W3C home > Mailing lists > Public > public-sdw-wg@w3.org > April 2016

RE: action-152: "subsetting"

From: Linda van den Brink <l.vandenbrink@geonovum.nl>
Date: Fri, 1 Apr 2016 06:49:47 +0000
To: Kerry Taylor <kerry.taylor@anu.edu.au>, Maik Riechert <m.riechert@reading.ac.uk>, Bill Roberts <bill@swirrl.com>
CC: SDW WG Public List <public-sdw-wg@w3.org>
Message-ID: <13F9BF0BE056DA42BFE5AA6E476CDEFE725C5AD7@GNMSRV01.gnm.local>
I don't care that much, but I like 'extract' better than subsetting.

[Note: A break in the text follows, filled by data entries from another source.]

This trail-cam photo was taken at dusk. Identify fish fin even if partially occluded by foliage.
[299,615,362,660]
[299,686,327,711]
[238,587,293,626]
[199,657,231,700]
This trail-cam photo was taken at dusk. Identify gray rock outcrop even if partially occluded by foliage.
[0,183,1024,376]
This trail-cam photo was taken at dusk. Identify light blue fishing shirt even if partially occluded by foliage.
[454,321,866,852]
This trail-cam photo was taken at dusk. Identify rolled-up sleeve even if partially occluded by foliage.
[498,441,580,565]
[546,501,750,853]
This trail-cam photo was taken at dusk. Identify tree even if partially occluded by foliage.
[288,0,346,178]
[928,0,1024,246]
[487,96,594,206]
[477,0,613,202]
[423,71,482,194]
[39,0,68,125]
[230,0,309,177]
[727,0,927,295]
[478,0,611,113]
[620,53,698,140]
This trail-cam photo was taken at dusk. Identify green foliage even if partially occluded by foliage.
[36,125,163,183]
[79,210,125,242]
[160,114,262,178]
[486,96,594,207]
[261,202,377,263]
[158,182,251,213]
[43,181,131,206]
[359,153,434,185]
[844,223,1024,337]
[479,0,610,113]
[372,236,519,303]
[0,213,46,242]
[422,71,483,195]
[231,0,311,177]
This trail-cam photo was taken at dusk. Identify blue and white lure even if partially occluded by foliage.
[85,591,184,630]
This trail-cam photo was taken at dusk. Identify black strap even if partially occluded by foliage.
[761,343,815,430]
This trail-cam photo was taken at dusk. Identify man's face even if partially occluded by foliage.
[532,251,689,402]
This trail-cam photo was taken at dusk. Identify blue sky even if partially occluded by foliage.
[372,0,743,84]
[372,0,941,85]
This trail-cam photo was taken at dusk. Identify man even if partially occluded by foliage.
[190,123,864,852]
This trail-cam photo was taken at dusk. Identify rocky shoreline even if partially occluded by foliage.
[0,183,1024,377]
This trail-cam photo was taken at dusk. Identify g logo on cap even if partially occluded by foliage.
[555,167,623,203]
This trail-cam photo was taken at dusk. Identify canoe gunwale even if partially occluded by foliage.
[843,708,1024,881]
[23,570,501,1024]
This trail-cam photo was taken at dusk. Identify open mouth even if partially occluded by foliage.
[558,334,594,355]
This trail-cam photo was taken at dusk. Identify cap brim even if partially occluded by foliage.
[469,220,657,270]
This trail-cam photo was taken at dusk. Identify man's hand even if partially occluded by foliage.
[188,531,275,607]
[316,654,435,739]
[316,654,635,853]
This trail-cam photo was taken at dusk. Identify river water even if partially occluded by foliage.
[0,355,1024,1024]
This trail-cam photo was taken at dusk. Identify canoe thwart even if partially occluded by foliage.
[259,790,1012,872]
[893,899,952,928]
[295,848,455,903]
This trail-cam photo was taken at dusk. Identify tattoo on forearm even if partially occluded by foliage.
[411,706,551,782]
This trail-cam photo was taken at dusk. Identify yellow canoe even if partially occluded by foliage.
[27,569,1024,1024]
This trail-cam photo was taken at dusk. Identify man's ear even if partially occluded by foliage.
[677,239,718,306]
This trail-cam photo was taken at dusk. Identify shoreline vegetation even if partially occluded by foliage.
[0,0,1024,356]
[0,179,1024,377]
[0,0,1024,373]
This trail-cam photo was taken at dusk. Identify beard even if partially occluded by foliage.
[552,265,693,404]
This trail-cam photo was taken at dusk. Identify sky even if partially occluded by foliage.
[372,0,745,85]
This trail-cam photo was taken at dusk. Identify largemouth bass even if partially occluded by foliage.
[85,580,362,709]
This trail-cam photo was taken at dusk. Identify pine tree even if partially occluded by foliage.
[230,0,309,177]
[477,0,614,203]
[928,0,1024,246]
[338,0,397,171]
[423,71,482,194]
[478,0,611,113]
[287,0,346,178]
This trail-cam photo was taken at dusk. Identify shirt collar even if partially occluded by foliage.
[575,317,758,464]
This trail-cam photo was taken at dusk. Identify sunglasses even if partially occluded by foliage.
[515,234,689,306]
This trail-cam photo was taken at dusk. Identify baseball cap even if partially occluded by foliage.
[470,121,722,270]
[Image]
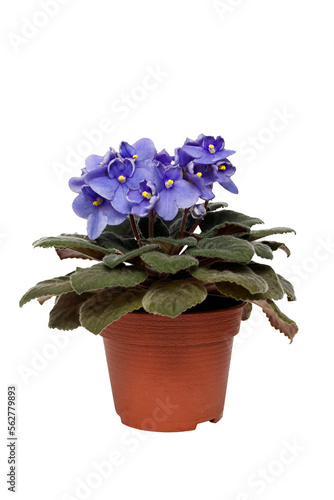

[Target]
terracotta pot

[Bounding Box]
[101,304,243,432]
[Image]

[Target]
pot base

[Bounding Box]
[120,414,223,432]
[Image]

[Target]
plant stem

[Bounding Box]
[179,208,189,239]
[148,210,156,238]
[129,214,143,247]
[189,200,209,234]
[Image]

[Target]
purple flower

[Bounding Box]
[85,158,154,214]
[187,162,217,200]
[154,165,201,220]
[178,134,235,165]
[72,186,126,240]
[155,149,175,167]
[213,160,239,194]
[190,204,206,219]
[68,148,116,193]
[126,180,159,217]
[119,139,157,168]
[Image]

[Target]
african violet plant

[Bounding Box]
[20,135,297,340]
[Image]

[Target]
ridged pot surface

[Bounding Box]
[101,305,242,432]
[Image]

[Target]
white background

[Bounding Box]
[0,0,334,500]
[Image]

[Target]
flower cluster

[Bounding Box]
[69,134,238,240]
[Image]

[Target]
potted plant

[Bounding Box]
[20,135,297,431]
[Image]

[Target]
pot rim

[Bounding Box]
[121,301,247,319]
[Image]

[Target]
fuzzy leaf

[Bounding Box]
[71,263,147,294]
[96,231,138,253]
[80,289,146,335]
[190,263,268,294]
[277,274,296,301]
[20,276,73,307]
[200,210,263,238]
[241,302,253,321]
[138,216,169,239]
[261,241,291,257]
[103,245,159,269]
[141,252,198,274]
[186,236,254,262]
[216,262,284,301]
[147,236,197,247]
[102,218,133,238]
[253,241,274,259]
[208,201,228,212]
[246,227,296,241]
[33,234,117,254]
[254,300,298,342]
[56,248,105,260]
[49,292,92,330]
[143,279,207,318]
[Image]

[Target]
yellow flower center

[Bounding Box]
[93,198,103,207]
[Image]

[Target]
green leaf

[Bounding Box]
[254,300,298,342]
[138,216,169,239]
[102,218,133,238]
[241,302,253,321]
[103,245,159,269]
[80,289,146,335]
[147,236,197,247]
[49,292,92,330]
[200,210,263,238]
[71,263,147,294]
[190,263,268,294]
[261,241,291,257]
[216,262,284,301]
[249,262,284,300]
[216,281,261,301]
[55,248,105,260]
[33,234,120,254]
[277,274,296,301]
[20,276,73,307]
[208,201,228,212]
[141,252,198,274]
[186,236,254,262]
[143,279,207,318]
[96,231,138,253]
[246,227,296,241]
[253,241,274,259]
[166,208,184,235]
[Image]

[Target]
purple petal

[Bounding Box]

Van: Kerry Taylor [mailto:kerry.taylor@anu.edu.au]
Verzonden: vrijdag 1 april 2016 04:59
Aan: Maik Riechert; Bill Roberts
CC: SDW WG Public List
Onderwerp: RE: action-152: "subsetting"

Thanks for your comments  Maik and Bill!

I could live with "filter" too -although it carries a notion of dynamic behaviour - but  also a big improvement over "subsetting"!

As neither of you seem particularly concerned, and there is no other comment so far, maybe  this is a non-issue.

Does anyone else care? If not, I can close the action and drop my objection to "subsetting".

Kerry

From: Maik Riechert [mailto:m.riechert@reading.ac.uk]
Sent: Thursday, 31 March 2016 8:57 PM
To: Bill Roberts <bill@swirrl.com<mailto:bill@swirrl.com>>; Kerry Taylor <kerry.taylor@anu.edu.au<mailto:kerry.taylor@anu.edu.au>>
Cc: SDW WG Public List <public-sdw-wg@w3.org<mailto:public-sdw-wg@w3.org>>
Subject: Re: action-152: "subsetting"

I think "extract" is sometimes more natural when speaking about it (says the German guy...), for example:
You can extract a vertical slice from a 4D grid coverage.
vs
You can subset a 4D grid coverage to a vertical slice.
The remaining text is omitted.